To determine the type of number that results from \( \frac{5}{12} \cdot \sqrt{16} \), we can first simplify the expression.

1. First, we compute \( \sqrt{16} \): \[ \sqrt{16} = 4 \]

2. Now, we substitute \( 4 \) back into the expression: \[ \frac{5}{12} \cdot 4 \]

3. Next, we multiply: \[ \frac{5 \cdot 4}{12} = \frac{20}{12} \]

4. We can simplify \( \frac{20}{12} \): \[ \frac{20}{12} = \frac{5}{3} \]

Since \( \frac{5}{3} \) is a fraction of two integers, it is a rational number.
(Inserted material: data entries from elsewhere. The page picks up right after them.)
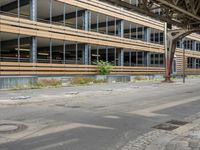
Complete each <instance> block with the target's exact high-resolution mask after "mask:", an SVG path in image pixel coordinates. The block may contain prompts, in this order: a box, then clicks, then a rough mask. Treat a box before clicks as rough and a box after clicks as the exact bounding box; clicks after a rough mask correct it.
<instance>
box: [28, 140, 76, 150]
mask: <svg viewBox="0 0 200 150" xmlns="http://www.w3.org/2000/svg"><path fill="white" fill-rule="evenodd" d="M77 141H78V139H71V140H68V141H62V142H59V143H54V144H48V145H45V146H41V147H39V148H34V149H31V150H48V149H50V148H51V149H53V148H54V149H56V147H62V146H64V145H66V144H71V143H74V142H77Z"/></svg>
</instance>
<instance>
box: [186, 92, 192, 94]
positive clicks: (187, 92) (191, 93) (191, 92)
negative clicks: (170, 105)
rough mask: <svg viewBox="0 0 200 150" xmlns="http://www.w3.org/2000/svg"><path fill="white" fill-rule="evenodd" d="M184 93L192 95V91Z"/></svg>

Thus, the correct response is: Rational, because both numbers are rational.

r u sure-sure?

Yes, I am sure!

Let's recap the reasoning:

1. Calculate \(\sqrt{16}\): This yields \(4\), which is a rational number.
2. Multiply \(\frac{5}{12}\) by \(4\): This gives \(\frac{5 \times 4}{12} = \frac{20}{12}\).
3. Simplify \(\frac{20}{12}\): This reduces to \(\frac{5}{3}\), which is also a rational number.

Since both the original numbers (\(\frac{5}{12}\) and \(4\)) are rational, their product will also be rational. Therefore, the final answer is indeed Rational, because both numbers are rational.